10. Return to purpose. I think this is the payoff, really, and I've buried the lead. We do a lot of things in the church the way we do them because we have always done them. Why do we do that Church Fair or Apple Festival? Because Jesus started it on the last night of his earthly life, right? Maybe because we can no longer balance the budget without it. Maybe because we don't have the imagination to think about doing something new. Bake sales are notoriously ineffective ways to raise money, I've learned. The bakers go out and buy everything to donate and then show up and buy their friends' baked goods, who return the favor. I'm not saying there is not a purpose to doing this; the purpose may be fellowship. But if the purpose was to raise money there are much better ways for congregations to do that,. And again I know congregations; that's what I get paid to think about. But it's true in my own life and it's true in other kinds of work. We can get on autopilot. We can forget what we meant to do be about. The word purpose includes the root, pur, which is related to the word pyr, as in pyrotechnics. That is, purpose is about the fire in our bellies. Theologically, purpose is about the fire of the Holy Spirit and of Pentecost. Purpose returns us to our "why?" Why do we do what we do? Whom does it serve? Is it life-giving?

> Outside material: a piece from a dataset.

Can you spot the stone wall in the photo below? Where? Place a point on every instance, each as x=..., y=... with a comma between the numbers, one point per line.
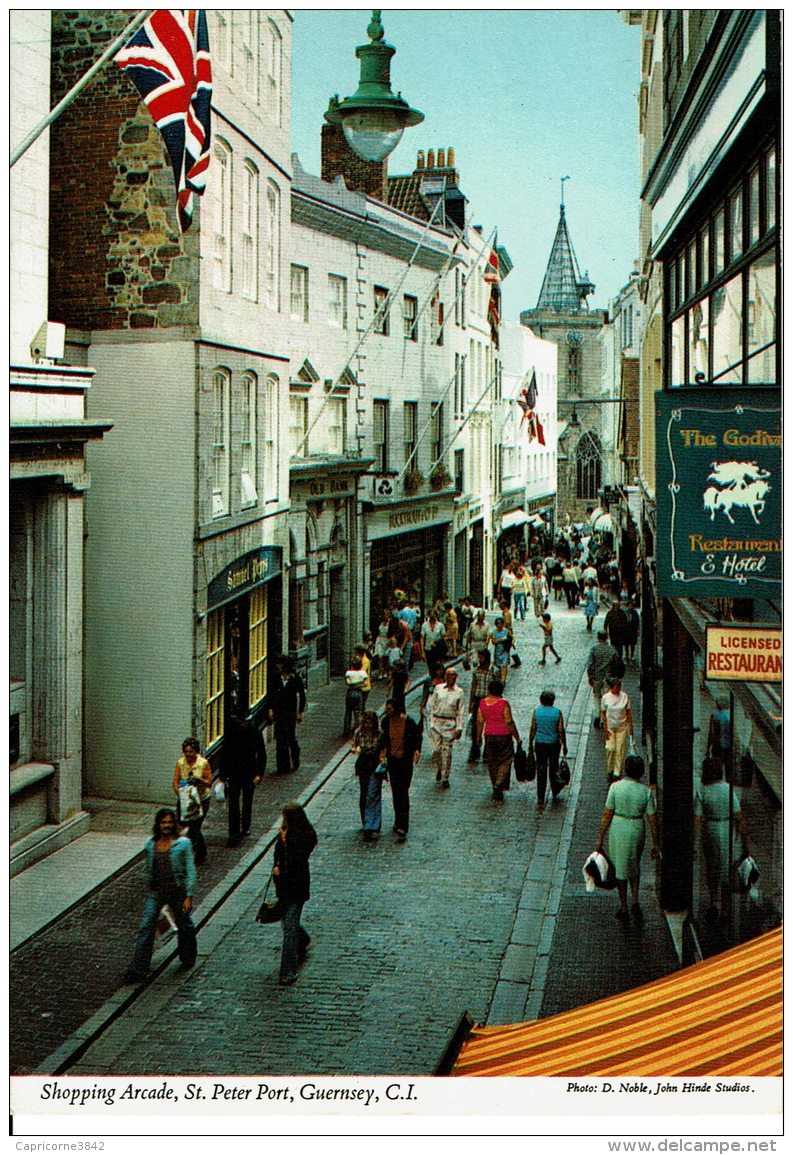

In closing, and on this last point in particular, I commend to you the wisdom I found in a recent article published in The Guardian, which can be found here. The writer spent two decades in prison. She shares here what that isolation taught her about life, and writes:
Solitude challenges you to look at things differently. Before prison, my worldview had been rather limited and selfish. I was known to throw terrible tantrums as I tried to bend reality to my will, but peace depended on my bending to reality. Life wasn’t all about me. I had to learn what was within my control and what wasn’t. I also discovered that time exists in relation to an emotion or experience, and it slowed or sped according to my ability to be present. So, I learned how to flow with it, not rushing nor procrastinating, but fully engaged in whatever was before me…What did that look like? It was as simple as just paying attention. I read books carefully. I listened to others deeply. I stopped mindlessly flipping through the channels of my mind. I gave my full attention to every activity, no matter how small it might be. Full engagement strengthened my gratitude, and gratitude strengthened my will.